Os craques santistas Neymar, Paulo Henrique Ganso e Robinho são os três ídolos de João*, de 8 anos. Assim como muitos garotos da sua idade, ele adora futebol e toda semana se reúne com os coleguinhas de escola para jogar uma “pelada”. “Sou meia-atacante”, diz orgulhoso. Na vida de João, porém, o esporte é mais que uma paixão ou divertimento. É uma forma dele se socializar e superar as dificuldades de um grave transtorno de desenvolvimento que já trouxe muita preocupação para sua mãe, a engenheira química Cláudia*.

O filho tão desejado por Cláudia nasceu em um parto complicado. Por causa disso, ele teve de ficar internado durante dez dias antes de ir para casa com a mãe. Conforme crescia, João demonstrava um comportamento pouco comum: não sorria para os familiares, não gostava de contato social, era agressivo com os pais sem motivo, não reagia afetivamente e não falava. Para a família, tudo aquilo parecia natural, coisa de criança. Até que, ao completar 1 ano e 8 meses, ele passou a frequentar um berçário. No ambiente escolar, ficou evidente que havia algo de errado: João batia nas outras crianças, não gostava das professoras e evoluía de modo incompatível com a sua idade. Os profissionais do berçário recomendaram então que Cláudia procurasse ajuda médica.

Levado a um psicólogo, foi constatado que João apresentava traços de uma criança autista, apesar de não ter autismo. O diagnóstico: Transtorno Global do Desenvolvimento. Sob o nome, estão incluídos graves distúrbios emocionais e transtornos relacionados à saúde mental infantil. “Os problemas dessas crianças não vêm necessariamente de uma debilidade intelectual nem de uma debilidade física”, afirma Maria Cristina Kupfer, professora do Instituto de Psicologia da Universidade de São Paulo (IP-USP) e estudiosa da psicose e autismo infantis há mais de vinte anos. “Seus problemas vêm de uma falha precoce no estabelecimento da relação com os outros.”

Isso quer dizer que, para crianças como João, a construção do psiquismo voltado para o convívio social não se fez convenientemente.
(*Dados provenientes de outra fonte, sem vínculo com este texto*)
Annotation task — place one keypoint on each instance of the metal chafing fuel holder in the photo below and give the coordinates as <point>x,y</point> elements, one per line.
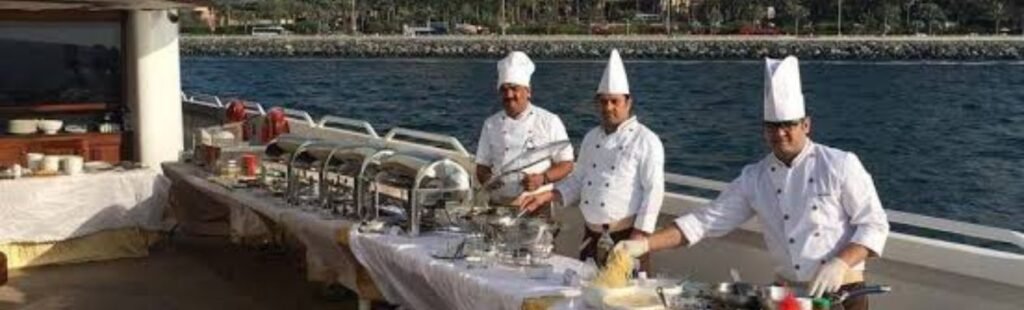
<point>365,144</point>
<point>416,170</point>
<point>292,146</point>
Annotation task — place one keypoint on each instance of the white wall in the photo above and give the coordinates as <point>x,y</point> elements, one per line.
<point>155,86</point>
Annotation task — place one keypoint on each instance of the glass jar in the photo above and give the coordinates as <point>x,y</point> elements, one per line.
<point>230,170</point>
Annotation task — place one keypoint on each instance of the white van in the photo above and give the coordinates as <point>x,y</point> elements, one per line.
<point>268,31</point>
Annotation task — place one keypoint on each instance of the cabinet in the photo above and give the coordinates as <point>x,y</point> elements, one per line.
<point>92,146</point>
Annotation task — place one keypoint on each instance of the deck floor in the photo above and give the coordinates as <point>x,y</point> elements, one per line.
<point>185,273</point>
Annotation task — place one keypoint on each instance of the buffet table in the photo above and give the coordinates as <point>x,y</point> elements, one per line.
<point>257,215</point>
<point>85,217</point>
<point>393,268</point>
<point>409,275</point>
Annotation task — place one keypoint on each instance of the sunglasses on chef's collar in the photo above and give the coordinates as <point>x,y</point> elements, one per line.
<point>783,125</point>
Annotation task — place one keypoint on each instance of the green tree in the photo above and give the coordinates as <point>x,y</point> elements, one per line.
<point>932,14</point>
<point>996,10</point>
<point>797,11</point>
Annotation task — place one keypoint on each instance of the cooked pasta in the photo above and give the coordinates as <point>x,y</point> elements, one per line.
<point>616,271</point>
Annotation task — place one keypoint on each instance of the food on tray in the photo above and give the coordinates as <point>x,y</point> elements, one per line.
<point>616,271</point>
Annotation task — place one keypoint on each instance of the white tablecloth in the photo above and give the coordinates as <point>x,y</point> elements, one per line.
<point>53,209</point>
<point>251,209</point>
<point>407,274</point>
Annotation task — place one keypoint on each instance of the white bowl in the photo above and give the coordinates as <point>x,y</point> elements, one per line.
<point>23,126</point>
<point>633,298</point>
<point>50,126</point>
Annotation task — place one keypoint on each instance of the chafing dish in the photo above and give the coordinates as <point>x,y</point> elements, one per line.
<point>430,181</point>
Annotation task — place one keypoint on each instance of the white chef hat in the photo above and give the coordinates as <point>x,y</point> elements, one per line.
<point>783,95</point>
<point>515,69</point>
<point>614,81</point>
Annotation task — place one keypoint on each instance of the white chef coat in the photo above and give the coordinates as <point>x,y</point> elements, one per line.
<point>809,212</point>
<point>619,175</point>
<point>504,138</point>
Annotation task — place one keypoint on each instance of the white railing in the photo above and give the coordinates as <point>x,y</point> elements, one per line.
<point>962,259</point>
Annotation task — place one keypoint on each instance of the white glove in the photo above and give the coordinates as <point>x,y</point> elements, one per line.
<point>829,277</point>
<point>635,249</point>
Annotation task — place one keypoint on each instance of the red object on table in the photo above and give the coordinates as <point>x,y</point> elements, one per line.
<point>275,125</point>
<point>249,162</point>
<point>237,114</point>
<point>788,303</point>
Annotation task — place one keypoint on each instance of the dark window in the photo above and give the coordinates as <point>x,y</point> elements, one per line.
<point>60,62</point>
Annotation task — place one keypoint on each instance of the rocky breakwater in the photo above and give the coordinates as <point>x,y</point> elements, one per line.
<point>584,47</point>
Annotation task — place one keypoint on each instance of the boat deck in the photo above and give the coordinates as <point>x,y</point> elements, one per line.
<point>186,273</point>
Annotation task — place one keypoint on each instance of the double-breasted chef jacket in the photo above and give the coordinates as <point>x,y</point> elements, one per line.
<point>809,212</point>
<point>619,175</point>
<point>504,138</point>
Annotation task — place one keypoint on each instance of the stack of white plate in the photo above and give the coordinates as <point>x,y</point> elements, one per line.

Nosso psiquismo (ou nossa personalidade) é construído para ser um instrumento de relação com os outros, uma espécie de porta aberta para o mundo. “A falha nesse processo é resultado de dificuldades, acidentes, entraves ou impasses ocorridos durante o processo de estruturação subjetiva da criança”, diz a psicanalista Enriqueta Nin Vanoli, da equipe multidisciplinar da Associação Serpiá (Serviços Psicológicos para a Infância e Adolescência), de Curitiba (PR).

A análise do histórico de vida de João pode ajudar a entender como o problema se desenvolveu. Cláudia conta que o fato do menino não corresponder aos carinhos que recebia ainda bebê, evitar o seu olhar e não esboçar nenhum tipo de sentimento criou uma barreira entre ambos. Ela sonhara com um modelo ideal de criança a que João não correspondia. A frustração impedia uma proximidade, uma relação genuína de mãe e filho. “Era como se o João fosse uma criança qualquer. Apesar de estar ao seu lado fisicamente sempre, não conseguia me aproximar emocionalmente. Ele cresceu isolado de mim”, afirma. Cláudia acredita que o problema no parto, de certa forma, criou uma ferida psicológica que marcou o garoto. “A verdade é que eu também tinha dificuldade de amar meu filho, talvez pelo meu histórico familiar. Cresci num ambiente em que as pessoas eram muito fechadas. Costumava me julgar uma pessoa carinhosa, mas dar carinho é diferente de dar amor.”

O relato de Cláudia revela dois elementos que os especialistas costumam notar nos casos em que o Transtorno Global de Desenvolvimento é diagnosticado. Em primeiro lugar, há uma enorme dificuldade para os pais aceitar o não-olhar dos filhos, interpretado como falta de afeto por parte da criança. Em segundo lugar, o problema sempre envolve o menor e o adulto responsável por sua criação, ou seja, ele não pode ser concebido como um fenômeno que acontece com somente uma pessoa. “É preciso tomar cuidado, porém, para não culpar os pais, porque são coisas que não costumam passar pela consciência deles”, diz Jussara Falek Brauer, professora aposentada e coordenadora do Laboratório de Estudos e Pesquisas Psicanalíticas dos Distúrbios Graves na Infância do IP-USP. “A criança pode estar respondendo a algo de errado que está na mãe e que, às vezes, nem a própria mãe sabe que tem. Só por meio de análise é possível descobrir o que está acontecendo.”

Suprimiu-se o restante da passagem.